Deste reino e só dele é a Cruz de Cristo activação e símbolo. Por isso a gostamos de olhar e contemplar, tirando dela repetidas lições e muitas luzes. Com ela entendemos Deus no seu amor, com ela nos entendemos a nós em decorrente partilha. Por isso a levantamos, à Cruz, nos nossos templos e casas.

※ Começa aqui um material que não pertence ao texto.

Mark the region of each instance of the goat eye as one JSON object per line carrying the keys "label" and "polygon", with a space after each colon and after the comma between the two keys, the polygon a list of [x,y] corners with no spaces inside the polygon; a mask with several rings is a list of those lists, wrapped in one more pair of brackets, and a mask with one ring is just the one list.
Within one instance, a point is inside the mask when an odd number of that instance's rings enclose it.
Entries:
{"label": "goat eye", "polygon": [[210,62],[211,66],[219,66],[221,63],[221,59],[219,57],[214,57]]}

Presença da cruz, na sociedade e na cultura
E também, em cidadania justamente partilhada com crentes e não crentes, gostamos de ver a Cruz em qualquer espaço adequado, mesmo que público, por a reconhecermos como altíssimo sinal de tantas vidas abnegadas ao serviço do próximo. No nosso caso português ela, a Cruz de Cristo, foi até o mais alto símbolo do que fizemos de melhor, na descoberta do mundo e na construção duma humanidade comum. E nem eventuais contrafacções que se tenham verificado da nossa parte, em episódios que a tenham contraditado e ao seu humaníssimo conteúdo, poderiam afastá-la da sociedade e da cultura, porque foi exactamente o regresso à Cruz e aos sentimentos de Cristo que constantemente nos corrigiu e mais longe nos transportou e transporta, como cidadania amável e solidariedade universal.
Outra aplicação, amados fiéis leigos da Diocese do Porto, havemos de tirar da Cruz e do reino de Cristo. E é ela a de que o vosso lugar concreto, na comunidade cristã e na sociedade em que vos integrais segundo a vossa vocação secular, tão específica como oportuna e urgente, da família à profissão, da cultura à vida cívica e pública, só à luz desta solenidade se entende e qualifica.
Apelo aos fiéis leigos: uma eclesiologia de comunhão
Precisamos e ainda precisaremos mais, decerto da vossa colaboração na vida interna da Igreja, para sustentar as comunidades paroquiais, que têm poucos presbíteros e diáconos ao seu serviço. Situação que se poderá agravar nos próximos anos, apesar da muita abnegação pastoral de que o nosso clero dá bastas provas. Pedimos e pediremos mais ao Senhor da messe, muitos e santos ministros ordenados, como pedimos também vocações religiosas e de especial consagração. Mas teremos de contar com a colaboração de muitos de vós, caríssimos leigos, nos diversos sectores da pastoral, da catequese à liturgia, da liturgia à acção caritativa. Havemos de promover ainda mais e formar persistentemente muitos de vós para os ministérios e serviços que a Igreja vos pode e deve conferir, dentro do que as normas canónicas e pastorais contemplam: leitores, catequistas e professores de moral e religião; ministrantes do altar e ministros extraordinários da comunhão; moderadores de assembleias dominicais na ausência ou antes aguardando! presbítero e acompanhantes de funerais; corresponsáveis no sector sócio-caritativo e membros das comissões fabriqueiras, etc.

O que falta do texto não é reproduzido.